I made sandwiches till all the cheese was sliced up and the butter half gone, till the whole kitchen smelled of toasted bread and Vegemite. Being back in this house, it almost felt like winding up for a normal Friday night; I could imagine cutting crusts off sandwiches for my little brothers, getting ready to meet Jude and Oliver for a concert at the Fillmore, where I’d sit on Ryder’s shoulders and be taller than the whole mosh pit; or even sneaking into a bad slasher flick, where we’d throw popcorn at the screen and Jude would scream in all the wrong places.

Fantasy ached worse than my hollow reality—it amplified the distance between the
now
and
what once was
. Focus didn’t usually come so hard to a girl like me, but the house made it hard not to think of the past. Exhaustion and pain rolled out the welcome mat for nostalgia, too—and right now, everything ached, inside and out.

So I just rubbed my eyes and shut those thoughts off like a tap. I had other, more pressing issues to face, like figuring out how shooting the ghost against a reflective surface amped up my shot, or dealing with the fact that Luca gave me good information.

And what am I going to do about Luca?

I rolled my right shoulder back, wincing through the pain. Luca’s “help” almost got my arm ripped off. He wasn’t trustworthy, but his advice did help me track our captor-entity to the PacBell Building. Without him I’d be throwing darts in the dark; but was it unwise to use someone for information if that someone was dead? Someone who hid his motives behind smoke screens and smiles?

The front door slammed as I plated the last sandwich. Jude and Oliver dragged themselves into the kitchen, fell into barstools, and slumped over the kitchen island.

“What a night,” Jude said, resting his forehead on the marble countertop. “This is like the Dep Week from hell.” Once a year, academy students slogged through Deprivation Week—seven days of four hours of sleep a night, a halved caloric intake, and relentless psychological pressure and physical stress.

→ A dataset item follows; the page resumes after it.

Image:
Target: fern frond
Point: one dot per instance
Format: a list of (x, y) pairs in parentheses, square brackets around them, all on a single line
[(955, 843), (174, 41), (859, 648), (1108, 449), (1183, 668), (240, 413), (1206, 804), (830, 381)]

I’d whine about it, but my father went into deprivation mode once a month, and expected professional reapers to complete at least one week every three months. It sucked, but it did toughen us up physically and psychologically.

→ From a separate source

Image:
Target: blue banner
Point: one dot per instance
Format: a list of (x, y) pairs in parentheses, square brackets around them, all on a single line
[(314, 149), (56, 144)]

“Least we don’t have to eat like it’s Dep Week,” Ryder said, grabbing a sandwich off the plate.

“Forever the optimist,” Oliver said, keeping his head down.

“Only about food,” Ryder said, talking to Oliver but looking at me. My memory conjured up the moment in the alleyway, the question he left unanswered.
If you’re not optimistic about us, then why risk it?
I wouldn’t be getting an answer, not that I was ready for one. Some answers weren’t worth the heartache.

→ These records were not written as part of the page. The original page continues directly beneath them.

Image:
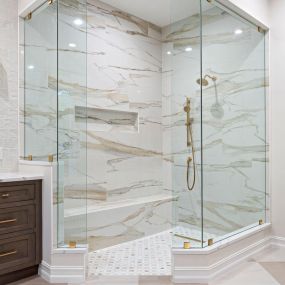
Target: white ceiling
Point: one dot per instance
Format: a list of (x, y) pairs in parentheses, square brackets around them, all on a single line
[(158, 12)]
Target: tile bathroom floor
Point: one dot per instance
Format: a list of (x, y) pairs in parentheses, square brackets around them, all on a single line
[(265, 268)]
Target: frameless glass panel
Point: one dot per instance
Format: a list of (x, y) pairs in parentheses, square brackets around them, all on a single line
[(40, 90), (233, 123), (71, 123), (182, 119)]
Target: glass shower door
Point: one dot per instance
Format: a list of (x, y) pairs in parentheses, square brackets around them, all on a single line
[(54, 105), (40, 90), (182, 132), (233, 123), (72, 122)]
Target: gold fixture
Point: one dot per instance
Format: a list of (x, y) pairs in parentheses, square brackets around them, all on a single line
[(210, 242), (8, 221), (187, 245), (8, 253), (72, 244), (29, 16), (189, 140), (204, 82)]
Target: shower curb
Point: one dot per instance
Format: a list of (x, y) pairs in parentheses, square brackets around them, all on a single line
[(203, 265)]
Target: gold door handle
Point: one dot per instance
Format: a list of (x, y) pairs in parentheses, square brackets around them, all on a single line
[(8, 253), (8, 221)]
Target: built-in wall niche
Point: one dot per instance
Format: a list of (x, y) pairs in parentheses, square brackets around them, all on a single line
[(100, 119)]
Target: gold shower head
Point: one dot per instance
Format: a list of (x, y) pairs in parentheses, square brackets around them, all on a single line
[(203, 82)]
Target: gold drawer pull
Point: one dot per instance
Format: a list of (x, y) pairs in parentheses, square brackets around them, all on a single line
[(8, 253), (8, 221)]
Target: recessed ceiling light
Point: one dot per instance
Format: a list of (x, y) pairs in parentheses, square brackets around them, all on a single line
[(238, 31), (78, 22), (188, 49)]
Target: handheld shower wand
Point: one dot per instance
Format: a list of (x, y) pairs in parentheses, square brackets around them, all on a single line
[(190, 160)]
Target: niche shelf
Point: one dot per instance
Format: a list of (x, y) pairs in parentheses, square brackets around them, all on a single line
[(100, 119)]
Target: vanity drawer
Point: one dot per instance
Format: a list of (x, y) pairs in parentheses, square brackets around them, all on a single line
[(17, 219), (17, 253), (17, 193)]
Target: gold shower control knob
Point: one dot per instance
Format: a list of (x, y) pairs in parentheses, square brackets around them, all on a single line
[(187, 109)]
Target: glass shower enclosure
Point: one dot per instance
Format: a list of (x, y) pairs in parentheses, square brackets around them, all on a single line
[(216, 69), (54, 77), (175, 139)]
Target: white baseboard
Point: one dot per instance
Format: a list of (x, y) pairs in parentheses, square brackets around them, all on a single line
[(277, 241), (67, 266), (62, 274), (203, 265)]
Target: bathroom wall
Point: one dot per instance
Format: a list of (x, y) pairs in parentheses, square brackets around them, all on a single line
[(234, 153), (8, 85), (125, 178)]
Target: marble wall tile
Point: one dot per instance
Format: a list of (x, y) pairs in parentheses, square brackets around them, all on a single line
[(8, 85), (234, 143)]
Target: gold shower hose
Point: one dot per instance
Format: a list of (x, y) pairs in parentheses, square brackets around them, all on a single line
[(190, 143)]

We ended up in the family room, gathered around the television. Ryder and Jude each commandeered an end of the couch, so I got stuck in the middle. Oliver plugged in the television and snow fizzled over the screen. I thought of all the horror movies I’d seen with ghosts crawling out of staticky screens and hoped it wasn’t possible.

Grabbing the remote off the coffee table, I flicked through channels until I saw news footage of a high-rise on fire. I turned up the sound, the television anchor’s voice rising by degrees:

“… Firefighters are still working to control the blaze”—the television showed shots of the SFFD carrying hoses—“and the presence of a large amount of necrotic material at the scene has prompted Helsing’s involvement as well.”

Oliver slid out from behind the television, practically tripping over the cables to watch. The camera cut to a shot of a few Harker Elite guys in riot gear, running into the building’s basement with really big guns.

“Are they packing rocket launchers?” Jude asked.

Oliver shook his head. “No, those are our new modified buffalo guns.”

“They must’ve found the nest,” Ryder said. “Unlucky sods.”


Pfft
, buffalo guns,” Jude said. “I’d go in again if they gave me a rocket launcher.”